Three quarters of eligible people in Chittenden County have now gotten one dose of the COVID-19 vaccine, but only 58% of Black, Indigenous and people of color have gotten their shot.
On Wednesday, Burlington officials announced the launch of a new organization, Vermont Health Equity Initiative, to decrease racial disparities in vaccine administration and other social, economic and health areas.
Belan Antensaye, of the Vermont Professionals of Color Network, said one goal of the initiative is to “be the least clinical clinic, the least medical medical experience.
“So they can disassociate from other past experiences they’ve had and other harms done to the BIPOC community,” Antensaye said. “That includes greeters that look like you.”
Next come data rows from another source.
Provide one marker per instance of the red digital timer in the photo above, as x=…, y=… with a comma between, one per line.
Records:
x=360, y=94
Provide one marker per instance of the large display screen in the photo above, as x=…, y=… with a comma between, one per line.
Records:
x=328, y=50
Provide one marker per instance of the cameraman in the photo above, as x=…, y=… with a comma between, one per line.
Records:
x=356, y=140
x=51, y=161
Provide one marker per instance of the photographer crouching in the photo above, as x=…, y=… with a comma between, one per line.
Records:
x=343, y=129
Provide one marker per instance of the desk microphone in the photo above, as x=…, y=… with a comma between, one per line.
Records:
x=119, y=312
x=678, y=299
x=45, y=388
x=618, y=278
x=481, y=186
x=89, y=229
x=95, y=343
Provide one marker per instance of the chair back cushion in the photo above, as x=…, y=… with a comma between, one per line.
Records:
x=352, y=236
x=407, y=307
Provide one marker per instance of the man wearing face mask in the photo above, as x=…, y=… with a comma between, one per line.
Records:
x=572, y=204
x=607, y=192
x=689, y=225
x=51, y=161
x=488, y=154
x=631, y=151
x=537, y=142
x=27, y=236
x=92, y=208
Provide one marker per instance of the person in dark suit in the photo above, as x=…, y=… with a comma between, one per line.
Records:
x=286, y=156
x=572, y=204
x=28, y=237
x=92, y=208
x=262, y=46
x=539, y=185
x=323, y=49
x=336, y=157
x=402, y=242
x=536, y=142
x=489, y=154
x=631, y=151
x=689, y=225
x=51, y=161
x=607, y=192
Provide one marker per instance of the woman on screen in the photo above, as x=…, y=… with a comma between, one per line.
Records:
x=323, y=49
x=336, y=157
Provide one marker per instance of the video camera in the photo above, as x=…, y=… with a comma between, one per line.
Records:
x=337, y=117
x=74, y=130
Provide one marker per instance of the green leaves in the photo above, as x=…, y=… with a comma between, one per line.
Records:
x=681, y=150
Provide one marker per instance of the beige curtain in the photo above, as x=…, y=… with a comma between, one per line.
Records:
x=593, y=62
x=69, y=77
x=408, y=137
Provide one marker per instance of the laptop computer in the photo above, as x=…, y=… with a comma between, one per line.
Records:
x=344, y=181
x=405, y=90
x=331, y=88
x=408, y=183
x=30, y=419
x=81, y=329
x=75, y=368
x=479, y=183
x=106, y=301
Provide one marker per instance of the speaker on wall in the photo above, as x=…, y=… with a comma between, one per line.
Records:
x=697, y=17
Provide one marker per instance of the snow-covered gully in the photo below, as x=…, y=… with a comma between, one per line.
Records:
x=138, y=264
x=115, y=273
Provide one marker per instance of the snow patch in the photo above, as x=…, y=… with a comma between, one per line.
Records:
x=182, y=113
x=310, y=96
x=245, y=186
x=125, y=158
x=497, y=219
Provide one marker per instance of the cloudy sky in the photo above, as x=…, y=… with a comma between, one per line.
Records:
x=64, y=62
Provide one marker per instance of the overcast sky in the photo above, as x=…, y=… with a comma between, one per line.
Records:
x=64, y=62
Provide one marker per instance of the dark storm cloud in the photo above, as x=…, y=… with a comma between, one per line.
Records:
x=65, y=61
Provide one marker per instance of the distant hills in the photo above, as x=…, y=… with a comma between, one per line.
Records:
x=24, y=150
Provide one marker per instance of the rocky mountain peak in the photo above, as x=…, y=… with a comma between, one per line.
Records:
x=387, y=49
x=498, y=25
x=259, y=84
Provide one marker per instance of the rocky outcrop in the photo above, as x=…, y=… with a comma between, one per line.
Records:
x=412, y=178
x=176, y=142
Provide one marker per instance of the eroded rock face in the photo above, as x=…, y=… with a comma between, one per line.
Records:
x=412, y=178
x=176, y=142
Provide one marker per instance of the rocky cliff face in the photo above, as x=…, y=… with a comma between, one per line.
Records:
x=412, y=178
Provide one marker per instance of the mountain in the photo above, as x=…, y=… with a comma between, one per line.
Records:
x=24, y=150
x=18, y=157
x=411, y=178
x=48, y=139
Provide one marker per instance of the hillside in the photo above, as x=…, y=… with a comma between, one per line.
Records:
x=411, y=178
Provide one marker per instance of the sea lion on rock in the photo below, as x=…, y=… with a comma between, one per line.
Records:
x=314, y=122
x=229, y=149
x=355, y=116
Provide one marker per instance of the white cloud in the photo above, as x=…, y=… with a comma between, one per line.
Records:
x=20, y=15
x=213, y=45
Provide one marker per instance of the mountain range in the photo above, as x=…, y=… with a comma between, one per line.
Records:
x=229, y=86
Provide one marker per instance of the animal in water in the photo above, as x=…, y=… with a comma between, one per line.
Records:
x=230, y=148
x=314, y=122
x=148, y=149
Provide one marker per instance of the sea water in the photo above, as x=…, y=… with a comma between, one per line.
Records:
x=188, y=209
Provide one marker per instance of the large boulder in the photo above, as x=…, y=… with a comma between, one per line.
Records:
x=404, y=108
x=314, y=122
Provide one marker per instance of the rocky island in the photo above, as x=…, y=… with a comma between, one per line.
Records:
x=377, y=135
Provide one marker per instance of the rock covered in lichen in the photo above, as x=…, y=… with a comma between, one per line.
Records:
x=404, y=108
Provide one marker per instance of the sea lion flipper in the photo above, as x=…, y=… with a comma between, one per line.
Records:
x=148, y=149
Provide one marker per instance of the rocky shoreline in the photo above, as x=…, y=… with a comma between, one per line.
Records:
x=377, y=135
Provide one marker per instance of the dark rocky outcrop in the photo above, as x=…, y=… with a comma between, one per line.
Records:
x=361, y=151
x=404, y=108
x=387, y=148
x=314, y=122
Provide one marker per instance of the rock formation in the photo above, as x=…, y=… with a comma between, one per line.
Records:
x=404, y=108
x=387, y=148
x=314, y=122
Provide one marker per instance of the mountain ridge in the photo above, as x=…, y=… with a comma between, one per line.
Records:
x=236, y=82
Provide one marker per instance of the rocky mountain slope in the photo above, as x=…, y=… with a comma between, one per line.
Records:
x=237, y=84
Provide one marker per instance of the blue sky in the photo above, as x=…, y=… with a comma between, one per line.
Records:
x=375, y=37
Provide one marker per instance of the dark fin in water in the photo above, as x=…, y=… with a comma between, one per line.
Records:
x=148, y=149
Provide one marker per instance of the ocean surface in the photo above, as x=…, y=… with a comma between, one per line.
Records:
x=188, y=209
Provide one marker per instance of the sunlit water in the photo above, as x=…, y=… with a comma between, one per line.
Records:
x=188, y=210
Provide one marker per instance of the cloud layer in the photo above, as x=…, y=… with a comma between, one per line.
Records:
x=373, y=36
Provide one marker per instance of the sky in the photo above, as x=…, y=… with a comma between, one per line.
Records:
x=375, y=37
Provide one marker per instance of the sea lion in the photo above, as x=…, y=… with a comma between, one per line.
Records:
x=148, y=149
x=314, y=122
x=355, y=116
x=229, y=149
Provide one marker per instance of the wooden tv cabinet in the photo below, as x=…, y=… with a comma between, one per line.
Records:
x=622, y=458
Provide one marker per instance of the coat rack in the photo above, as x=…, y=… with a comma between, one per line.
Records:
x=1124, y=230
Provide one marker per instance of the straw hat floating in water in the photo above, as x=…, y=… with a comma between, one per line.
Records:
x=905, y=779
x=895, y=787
Vermont Health Equity offers its own, basic vaccine sign-up form as well as community conversations and other resources. Over the past eight weeks, 1,200 BIPOC Vermonters have been fully vaccinated at designated clinics. The initiative will also help with language barriers and transportation.
Its work won’t end when the pandemic does. Organizers say racial disparities extend to housing and many other economic factors.
“It’s crystal clear this is just the tip of the iceberg,” said Luis Calderin. “We have a lot of work to do and it’s going to take a lot of us to make real change.”
Pop up vaccine sites are also coming soon to North Beach and Church Street Marketplace. In addition to the BIPOC community, Queen City leaders say getting the 18-29 age group vaccinated is another priority.
Mayor Miro Weinberger said the city’s response to the COVID-19 pandemic shows its committment to racial equity in health care.
“Burlington is totally committed to eliminating race based disparities and eliminating systemic racism in Chittenden County,” he said.